Jesse Roman

14-year old researcher talks smoke alarm effectiveness at 2015 SUPDET Conference in Orlando

Blog Post created by Jesse Roman Employee on Mar 4, 2015

ElyseElyse Gottuk is proof that you don’t necessarily need an advanced degree to do good and useful research—heck, she hasn’t even been to high school yet.

The 14-year old Maryland eighth-grade student is the youngest presenter at this year’s Suppression, Detection and Signaling Research and Applications (SUPDET) Conference, hosted by the Fire Protection Research Foundation. Gottuk’s presentation, “The Effect of Ceiling Fans on Smoke Alarm Performance,” was the first of the day Wednesday, the second day of the 2015 SUPDET conference held at the Wyndham Orlando Resort in Orlando, Florida.

NFPA 72®, National Fire Alarm and Signaling Code, states that smoke alarms must be placed at least 3 feet from a ceiling fan. Faced with her upcoming seventh grade science fair—“ I needed an idea,” she said— Gottuk decided to test whether the 3-foot rule made sense. So she borrowed some equipment from her father Daniel Gottuk, an engineer at Jensen Hughes, and went to work.

In a 17x17x8 foot room with a ceiling fan in the middle, she installed a line of smoke detectors on the ceiling, placing the first just next to the fan, the second a foot away and additional detectors 3- and- 6-feet away. She also installed a line of detectors extending 8 feet to the corner of the room. Next, she ran a series of tests, burning shredded paper in a small metal bin first in the center and then corner of the room, taking note of how long it took each alarm to sound. She repeated the experiment with the fan on different speed settings and running clockwise and counterclockwise.

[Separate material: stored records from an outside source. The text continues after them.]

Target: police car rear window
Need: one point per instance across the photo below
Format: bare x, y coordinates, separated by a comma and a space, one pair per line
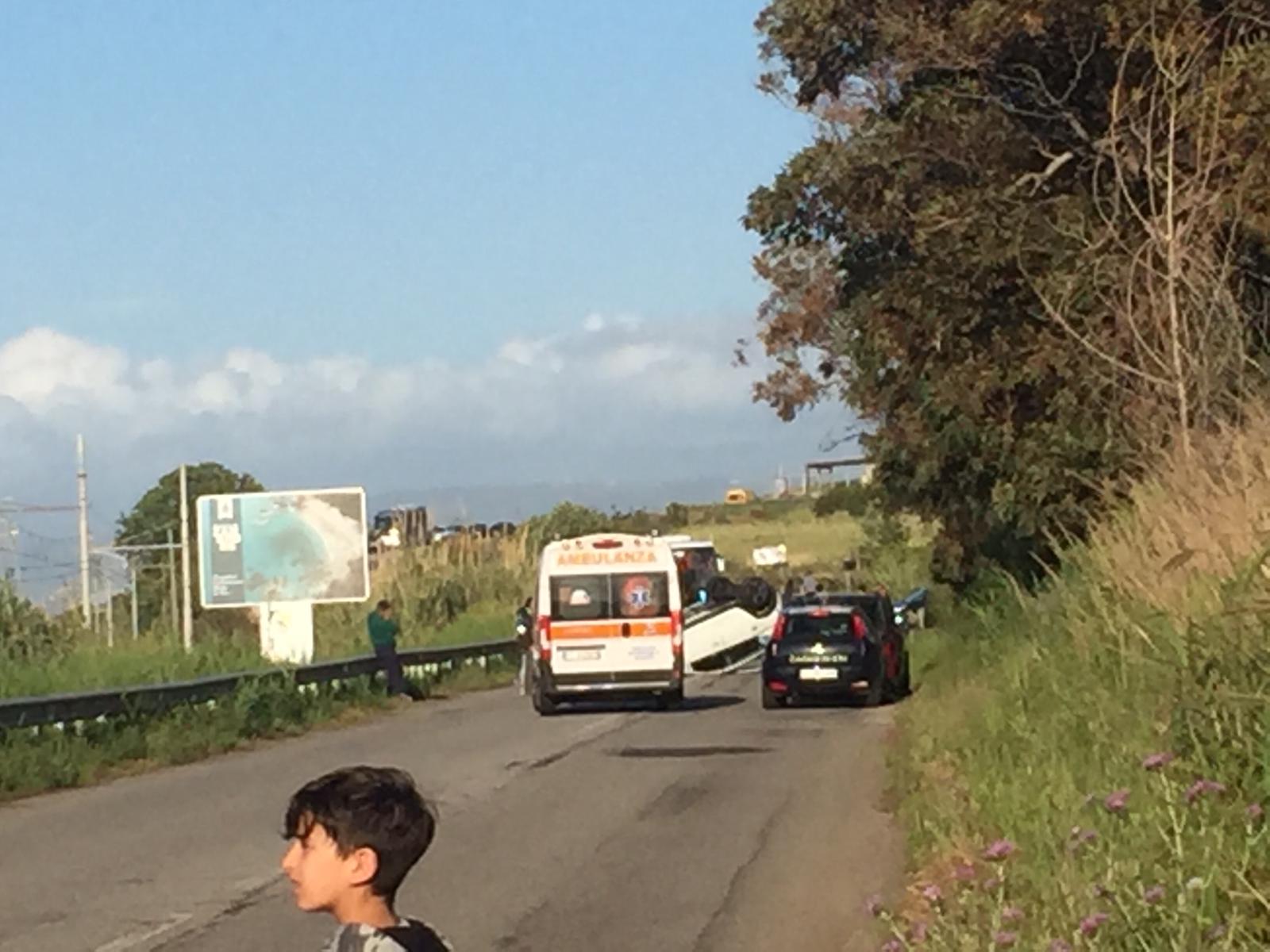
829, 628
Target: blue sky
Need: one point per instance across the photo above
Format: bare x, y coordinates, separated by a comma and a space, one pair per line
403, 245
188, 177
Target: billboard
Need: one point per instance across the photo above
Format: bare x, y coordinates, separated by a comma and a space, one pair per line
289, 546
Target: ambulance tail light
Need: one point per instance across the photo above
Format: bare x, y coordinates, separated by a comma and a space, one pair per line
544, 628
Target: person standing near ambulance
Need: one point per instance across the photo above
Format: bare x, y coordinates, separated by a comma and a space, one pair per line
383, 630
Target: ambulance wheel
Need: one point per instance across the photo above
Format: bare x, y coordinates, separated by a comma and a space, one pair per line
671, 700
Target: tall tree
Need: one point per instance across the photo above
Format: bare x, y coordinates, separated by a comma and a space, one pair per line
952, 254
158, 513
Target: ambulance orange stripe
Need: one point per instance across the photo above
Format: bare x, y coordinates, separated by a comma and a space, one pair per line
639, 628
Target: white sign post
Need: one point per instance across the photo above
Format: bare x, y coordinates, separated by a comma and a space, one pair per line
287, 631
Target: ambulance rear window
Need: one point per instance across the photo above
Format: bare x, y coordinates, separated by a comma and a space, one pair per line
579, 598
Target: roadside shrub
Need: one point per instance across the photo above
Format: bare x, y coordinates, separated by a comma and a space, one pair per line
850, 498
1089, 767
27, 634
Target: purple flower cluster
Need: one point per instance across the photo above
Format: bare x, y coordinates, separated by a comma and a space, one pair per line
1200, 787
1091, 924
1118, 801
1159, 762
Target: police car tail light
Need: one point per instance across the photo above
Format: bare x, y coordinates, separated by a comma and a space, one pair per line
545, 638
859, 630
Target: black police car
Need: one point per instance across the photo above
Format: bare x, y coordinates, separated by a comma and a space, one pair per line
836, 647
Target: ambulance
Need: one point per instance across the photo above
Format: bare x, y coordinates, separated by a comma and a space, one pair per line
609, 622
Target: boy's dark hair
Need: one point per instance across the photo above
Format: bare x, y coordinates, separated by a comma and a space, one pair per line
374, 808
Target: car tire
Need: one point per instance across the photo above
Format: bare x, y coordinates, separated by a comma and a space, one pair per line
543, 704
876, 685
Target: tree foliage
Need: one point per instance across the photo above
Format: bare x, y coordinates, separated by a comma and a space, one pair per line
1028, 244
29, 634
158, 513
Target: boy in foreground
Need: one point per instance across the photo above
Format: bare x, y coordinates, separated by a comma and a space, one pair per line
353, 835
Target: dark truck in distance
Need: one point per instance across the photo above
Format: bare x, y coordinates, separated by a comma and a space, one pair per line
836, 647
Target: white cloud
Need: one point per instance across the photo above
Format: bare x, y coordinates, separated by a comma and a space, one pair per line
546, 408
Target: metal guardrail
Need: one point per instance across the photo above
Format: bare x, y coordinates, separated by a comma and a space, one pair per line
152, 698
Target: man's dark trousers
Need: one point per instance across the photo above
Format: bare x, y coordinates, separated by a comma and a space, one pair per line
398, 685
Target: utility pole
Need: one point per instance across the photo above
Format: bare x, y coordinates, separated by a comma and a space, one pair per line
86, 584
137, 617
171, 585
187, 620
110, 609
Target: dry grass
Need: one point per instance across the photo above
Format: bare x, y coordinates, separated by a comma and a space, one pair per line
812, 543
1194, 520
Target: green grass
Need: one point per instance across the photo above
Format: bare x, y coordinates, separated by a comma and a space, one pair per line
1034, 712
48, 758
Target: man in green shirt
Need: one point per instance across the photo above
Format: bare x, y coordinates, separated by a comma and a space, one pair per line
383, 630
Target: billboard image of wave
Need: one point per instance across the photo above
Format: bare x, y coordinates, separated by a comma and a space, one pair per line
291, 546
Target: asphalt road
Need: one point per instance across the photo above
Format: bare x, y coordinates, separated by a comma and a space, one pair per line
721, 827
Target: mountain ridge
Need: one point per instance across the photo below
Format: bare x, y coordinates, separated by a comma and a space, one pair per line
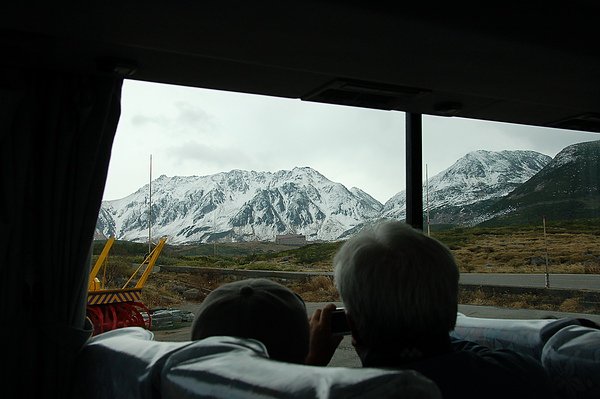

The experiments proved that the fan did impact smoke detection times—the faster the fan went, the longer it took for the alarms to sound. The direction of the fan did not matter. In terms of smoke alarm distance from the fan, Gottuk found that, for a fire near the center of the room, alarm location did not matter for response time. For fires in the corner of the room, the alarms placed more than 3 feet from the fan had faster response times.

Based on the results, Gottuk concluded that further tests should be conducted in smaller rooms to test alarm effectiveness. She also urged NFPA 72 technical committee members to consider amending the code to allow alarms to be installed closer to fans when the 3-foot threshold is not physically possible.

The research drew praise from the SUPDET crowd and even an invite from NFPA 72 technical committee member Richard Roberts for Gottuk to present to the committee at a future meeting.

Asked by an audience member if she had had “fun” conducting the research, Gottuk looked at her father, sitting at the front table just feet away, and said, “sure,” drawing laughs from the crowd.